For behold, he who shoot-eth through the eye of a needle with an AR,
the same shall be blessed with a banana clip that he may smite the heathen.
I missed the part in the Bible where Jesus indicated that we should gun down our enemies. I know, we papists are always twisting the meaning of His words, so I’m pretty embarrasred right now. Maybe if I move to a red state, join the Churcu of Jim Bob, buy me a gun or three, and put up one of those “Forget the dog, Beware of owner” signs, I will get to heaven. Or, you know, lose my mind. It’s worth a shot.
I don’t think you can quite look at the gun give-away as being upholding some sort of commandment in the Bible. Look at it more as the belief that if Jesus was carrying some kick-ass semiautomatic rifle, he might not have been captured by the Romans and crucified so easily. Or, he would have at least gotten the satisfaction of know that he took a whole lot of people down with him.
“…the conference isn’t all about guns, but rather about teens finding faith.”
Yeah, yeah, yeah — those kids were praying to put some unlucky bastard in the sights of that AR-15 and blast away. It gives me yet another reason to stay away from church.

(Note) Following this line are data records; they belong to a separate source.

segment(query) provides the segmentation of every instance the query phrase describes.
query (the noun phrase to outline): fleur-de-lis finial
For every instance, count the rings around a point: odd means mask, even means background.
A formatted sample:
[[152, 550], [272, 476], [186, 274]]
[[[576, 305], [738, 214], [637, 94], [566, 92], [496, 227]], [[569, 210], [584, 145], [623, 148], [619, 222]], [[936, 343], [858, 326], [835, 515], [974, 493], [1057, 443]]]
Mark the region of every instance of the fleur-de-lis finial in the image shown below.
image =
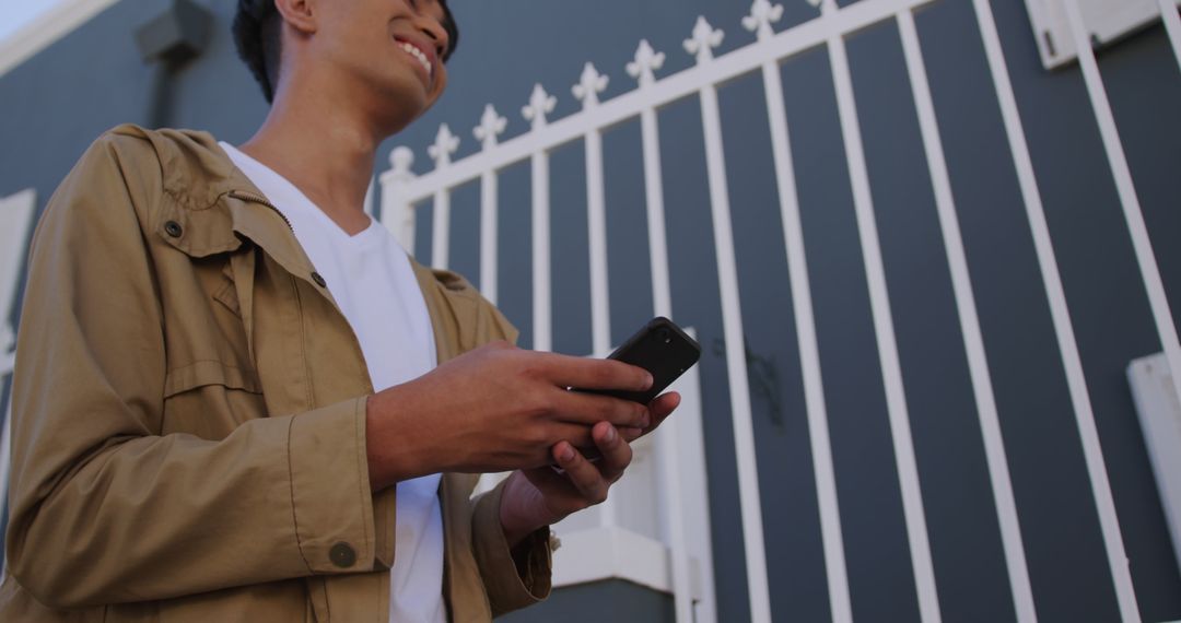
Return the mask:
[[496, 109], [489, 104], [484, 106], [484, 116], [479, 118], [479, 125], [472, 133], [476, 135], [476, 140], [483, 143], [484, 149], [488, 150], [496, 146], [496, 137], [503, 135], [508, 125], [509, 120], [501, 117]]
[[451, 164], [451, 155], [459, 149], [459, 137], [451, 133], [446, 124], [439, 126], [439, 133], [435, 137], [435, 144], [426, 152], [435, 159], [435, 168], [442, 169]]
[[547, 123], [546, 116], [554, 112], [557, 98], [546, 92], [543, 86], [534, 85], [533, 94], [529, 96], [529, 105], [521, 110], [524, 120], [533, 122], [533, 129], [543, 127]]
[[645, 39], [635, 50], [635, 60], [627, 64], [627, 74], [639, 80], [640, 86], [647, 86], [655, 81], [655, 72], [664, 67], [664, 52], [652, 50], [652, 44]]
[[413, 171], [410, 170], [415, 165], [415, 150], [406, 146], [394, 147], [390, 152], [390, 168], [393, 178], [399, 182], [409, 182], [415, 178]]
[[781, 19], [783, 19], [783, 5], [771, 5], [771, 0], [755, 0], [750, 7], [750, 15], [742, 19], [742, 25], [756, 33], [759, 41], [765, 41], [775, 34], [771, 25]]
[[725, 33], [713, 29], [705, 17], [699, 17], [693, 26], [693, 38], [685, 40], [685, 51], [697, 55], [698, 64], [709, 63], [713, 60], [713, 48], [722, 45], [723, 37]]
[[593, 64], [587, 63], [587, 66], [582, 68], [582, 78], [579, 79], [579, 84], [574, 85], [574, 97], [582, 100], [585, 109], [595, 106], [599, 104], [599, 93], [607, 90], [608, 81], [609, 79], [601, 76]]

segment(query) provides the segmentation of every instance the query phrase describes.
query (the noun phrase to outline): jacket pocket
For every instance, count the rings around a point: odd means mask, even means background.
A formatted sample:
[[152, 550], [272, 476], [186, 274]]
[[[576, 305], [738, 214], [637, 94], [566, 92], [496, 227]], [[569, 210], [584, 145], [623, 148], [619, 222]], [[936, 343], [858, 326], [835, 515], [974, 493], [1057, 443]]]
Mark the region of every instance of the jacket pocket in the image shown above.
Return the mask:
[[267, 417], [257, 374], [222, 361], [197, 361], [168, 373], [161, 434], [221, 440], [242, 424]]
[[164, 399], [168, 400], [180, 393], [210, 385], [242, 389], [254, 394], [262, 393], [259, 378], [253, 370], [221, 361], [197, 361], [168, 373], [164, 379]]

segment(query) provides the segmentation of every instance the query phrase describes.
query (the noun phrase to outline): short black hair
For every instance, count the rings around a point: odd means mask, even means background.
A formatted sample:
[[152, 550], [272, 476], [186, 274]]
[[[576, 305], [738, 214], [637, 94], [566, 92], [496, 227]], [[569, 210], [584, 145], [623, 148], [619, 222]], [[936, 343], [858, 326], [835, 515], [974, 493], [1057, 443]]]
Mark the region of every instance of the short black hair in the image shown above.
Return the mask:
[[[438, 4], [443, 7], [443, 29], [446, 31], [449, 41], [443, 52], [443, 60], [446, 61], [459, 44], [459, 28], [446, 0], [438, 0]], [[275, 0], [237, 0], [233, 26], [234, 45], [237, 46], [237, 55], [262, 87], [262, 96], [268, 104], [274, 101], [279, 84], [280, 25], [282, 19], [275, 8]]]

bearbait: Howitzer are so illegal to own and expensive to operate. Why go through the trouble when you can legally own this:
http://www.youtube.com/watch?v=rnO3LMEWZwk
You can hit a deer…or human…at over 2000m…if you can do the ballistic calculations. And, yes, you can own one.
Now, if they were giving one of THESE away I am sure the pews would be filled!
And, it’s .50CAL…THAT is God’s calibre.
AfghanVet: Yeah but at about five bucks a bullet you really can’t enjoy shooting up that old engine block while constantly worrying about how much less beer money you have. A friend who did lots of scary time in Vietnam summed it up best. we were walking down the street and he casually remarked, “There’s nothing here you can hide behind that would protect you from a .50″
this just in from the Windsor Hills baptist nutcase factory:
The giveaway is back on…..
“Although the shooting competition that was to take place during the Youth Conference had been canceled, due to false statements* made by the Oklahoma City TV Channel 5 (KOCO) and subsequently reported also by media outlets across the country, a shotgun was donated last Saturday so that the competition could go on as planned.”